- Jan 30, 2008
New pay hike for MPs
By ALPHONCE SHIUNDU
Thursday, January 7 2010 at 20:00
The salaries of Members of Parliament are to be increased from Sh851,000 a month to Sh896,000 a month, a tribunal appointed by the House has recommended.
In addition, MPs pay will be increased by five per cent every year to cushion them against a rise in the cost of living and their allowances for sitting in parliament have been doubled.
And Prime Minister Raila Odinga is to earn Sh1.67 million every month, some Sh350,000 more than Vice-President Kalonzo Musyoka the tribunal says, settling a vexing quarrel over who is President Kibakis second-in-command.
But MPs will pay more tax, after their taxed basic salary was increased from Sh200,000 to Sh350,000. The bulk of their income made up of allowances will however not be taxed and, according to the tribunal, cannot be taxed until the law is changed.
The tribunal, chaired by retired Appellate Judge Akilano Akiwumi, agonised over awarding a pay rise for MPs in the face of public hostility and an economy in recession. Indeed, the the tribunal gives eloquent reasons why a salary increase at this time is not wise.
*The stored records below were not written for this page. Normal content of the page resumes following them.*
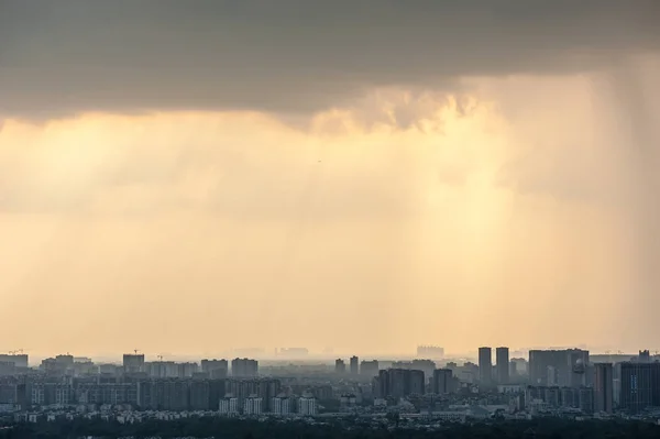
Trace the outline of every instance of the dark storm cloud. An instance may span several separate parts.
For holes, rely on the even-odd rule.
[[[660,48],[657,0],[0,0],[0,114],[307,112]]]

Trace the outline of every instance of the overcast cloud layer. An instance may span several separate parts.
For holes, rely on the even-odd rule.
[[[309,112],[660,50],[656,0],[0,0],[0,114]]]

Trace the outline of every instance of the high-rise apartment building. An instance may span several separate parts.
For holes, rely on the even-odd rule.
[[[378,372],[375,393],[380,398],[403,398],[408,395],[424,395],[426,389],[422,371],[410,369],[387,369]]]
[[[378,376],[378,360],[362,361],[360,363],[360,375],[366,377]]]
[[[610,363],[595,365],[594,399],[596,411],[614,411],[614,367]]]
[[[493,381],[493,350],[479,348],[479,381],[490,385]]]
[[[231,376],[238,378],[253,378],[258,375],[258,362],[250,359],[233,359],[231,361]]]
[[[550,385],[549,367],[561,387],[581,387],[586,384],[588,351],[582,349],[529,351],[529,382],[531,385]]]
[[[451,369],[436,369],[433,371],[433,393],[446,395],[452,392],[453,372]]]
[[[495,349],[495,376],[497,384],[508,384],[509,365],[508,348]]]
[[[360,359],[355,355],[351,356],[351,375],[358,375],[360,373]]]
[[[619,366],[620,408],[639,413],[660,406],[660,363],[625,362]]]
[[[342,359],[334,360],[334,373],[345,373],[346,363]]]
[[[227,360],[201,360],[201,372],[210,378],[222,380],[227,377],[229,363]]]
[[[125,373],[144,372],[144,354],[143,353],[124,353],[123,367]]]

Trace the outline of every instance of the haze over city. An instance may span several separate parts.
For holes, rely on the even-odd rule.
[[[493,4],[0,0],[0,350],[660,348],[660,3]]]

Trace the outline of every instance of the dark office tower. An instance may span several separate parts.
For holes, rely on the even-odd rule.
[[[334,360],[334,372],[336,373],[345,373],[346,372],[346,363],[342,359]]]
[[[351,356],[351,375],[358,375],[360,373],[360,359],[353,355]]]
[[[226,378],[228,370],[227,360],[201,360],[201,372],[206,373],[212,380]]]
[[[586,384],[588,351],[582,349],[529,351],[529,381],[531,385],[559,385],[581,387]],[[549,383],[548,371],[552,367],[556,383]]]
[[[639,361],[640,363],[651,362],[651,354],[648,351],[648,349],[646,351],[639,351],[639,355],[637,355],[637,361]]]
[[[409,369],[388,369],[378,372],[377,394],[382,398],[403,398],[408,395],[425,394],[422,371]]]
[[[433,393],[446,395],[452,392],[453,373],[451,369],[436,369],[433,371]]]
[[[596,411],[614,410],[614,367],[610,363],[595,364],[594,398]]]
[[[497,376],[497,384],[508,384],[508,382],[509,382],[508,348],[495,349],[495,375]]]
[[[518,363],[509,361],[509,380],[518,375]]]
[[[660,405],[660,363],[620,363],[619,406],[639,413]]]
[[[493,351],[491,348],[479,348],[479,381],[486,385],[493,381]]]
[[[378,376],[378,360],[362,361],[360,363],[360,374],[366,377]]]
[[[144,354],[124,353],[123,356],[124,373],[144,372]]]
[[[258,362],[250,359],[233,359],[231,375],[238,378],[253,378],[258,375]]]

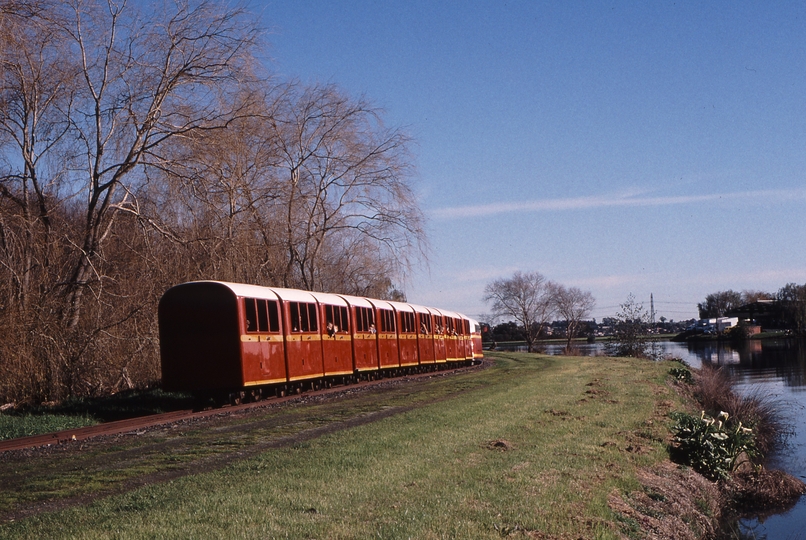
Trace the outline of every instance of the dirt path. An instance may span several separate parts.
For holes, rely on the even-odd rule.
[[[292,447],[337,431],[451,398],[417,398],[423,385],[450,372],[389,379],[324,396],[180,421],[80,443],[0,454],[0,523],[86,505],[143,486],[211,472],[272,448]],[[406,404],[401,404],[401,398]],[[115,478],[115,481],[108,481]]]

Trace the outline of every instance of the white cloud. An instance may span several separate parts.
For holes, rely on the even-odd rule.
[[[758,190],[739,193],[713,193],[703,195],[677,195],[662,197],[639,197],[636,192],[616,195],[575,197],[568,199],[546,199],[520,202],[499,202],[452,208],[437,208],[430,212],[434,219],[450,220],[457,218],[493,216],[510,212],[545,212],[563,210],[587,210],[618,206],[670,206],[706,202],[735,202],[739,200],[768,203],[770,201],[792,201],[806,199],[806,189]]]

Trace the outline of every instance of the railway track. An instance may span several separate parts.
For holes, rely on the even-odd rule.
[[[171,411],[162,414],[153,414],[149,416],[140,416],[137,418],[129,418],[126,420],[116,420],[113,422],[104,422],[94,426],[88,426],[76,429],[66,429],[63,431],[55,431],[52,433],[44,433],[41,435],[31,435],[28,437],[18,437],[16,439],[7,439],[0,441],[0,452],[11,450],[26,450],[29,448],[39,448],[54,445],[69,445],[79,443],[93,437],[109,436],[109,435],[122,435],[127,433],[137,433],[139,431],[160,425],[172,424],[192,420],[196,418],[205,418],[221,414],[232,414],[241,410],[266,407],[278,405],[284,402],[299,400],[302,398],[310,398],[314,396],[322,396],[328,394],[338,394],[345,390],[360,389],[370,386],[378,386],[387,384],[389,382],[399,381],[404,382],[407,380],[414,380],[423,377],[433,377],[435,375],[446,375],[468,369],[478,368],[480,365],[473,365],[468,367],[455,367],[445,371],[433,371],[426,373],[419,373],[413,375],[405,375],[403,377],[394,377],[387,379],[376,379],[372,381],[361,381],[354,384],[334,386],[322,390],[308,391],[303,394],[292,394],[285,397],[272,397],[262,399],[260,401],[253,401],[250,403],[243,403],[240,405],[228,405],[220,408],[197,410],[180,410]]]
The increase has been achieved by removing one of the MPs three car allowances, adding part of it to the basic pay and spreading the rest to other allowances.
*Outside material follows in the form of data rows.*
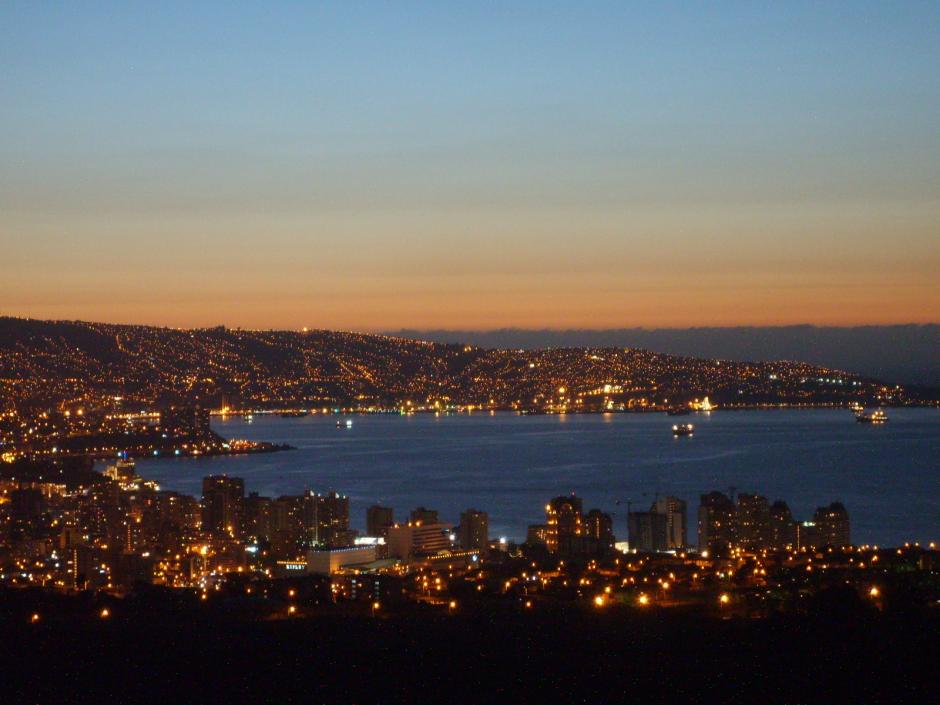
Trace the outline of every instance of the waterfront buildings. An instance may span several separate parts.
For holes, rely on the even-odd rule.
[[[202,480],[202,527],[217,536],[239,537],[245,513],[245,481],[227,475]]]
[[[486,512],[468,509],[460,515],[457,539],[462,548],[485,551],[490,542],[490,519]]]
[[[721,492],[702,495],[698,509],[698,549],[726,554],[734,544],[734,502]]]
[[[390,558],[411,560],[418,554],[450,550],[451,524],[408,522],[389,527],[386,542]]]
[[[366,510],[366,535],[385,536],[395,524],[395,511],[391,507],[373,504]]]

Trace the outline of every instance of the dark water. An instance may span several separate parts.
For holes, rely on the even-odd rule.
[[[614,514],[626,534],[626,500],[646,508],[657,492],[689,503],[690,540],[699,495],[713,489],[784,499],[797,519],[843,502],[856,543],[940,540],[940,411],[891,410],[884,426],[848,411],[717,411],[527,416],[257,416],[214,426],[230,438],[285,442],[298,450],[264,455],[153,459],[138,470],[166,489],[198,495],[203,475],[243,477],[261,494],[335,489],[351,499],[351,522],[381,503],[403,518],[418,505],[457,523],[460,511],[489,512],[491,536],[525,537],[546,500],[576,492],[585,510]],[[695,424],[674,438],[674,420]],[[618,505],[618,500],[622,504]]]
All other allowances have been increased, some such as sitting allowance, more than twice.
The tribunal appears to have been of a divided mind, on the one hand it dwells at length on the reasons for not giving a salary increase, but at the same time felt MPs do an important job and should be paid well.
Its report, as a result, is complicated and it will take many days for its full import to be understood.
But when everything is boiled down, MPs have been given a pay rise even though it will not appear in their payslips. This will come from the allowance members are paid to attend Parliament and its committees.
According to the tribunals estimates, a hardworking MP who attends all sessions and some committee meetings will make Sh375,000, over and above his salary of Sh896,000, theoretically bringing the total pay for such an MP to Sh1,271,000 a month.
The tribunal concludes that the increase of the car allowance in 2005 from Sh336,000 to Sh366,000 a month was illegal because the law was not followed in awarding it
At the time, MPs threatened the Clerk of the National Assembly that unless he obtained permission from Treasury for the increase, they would not vote for the Supplementary Budget then before the House. Treasury officials tricked MPs into believing that the increment had been approved while in actual fact it had not.
The tribunal concludes that there are too many allowances paid for the maintenance of just one car but does not take any of them away. Instead, it makes proposals which will allow MPs a little more tax and still be left a little better off.
The tribunals report was handed over to Speaker Kenneth Marende on November 15 last year but has not yet been made public.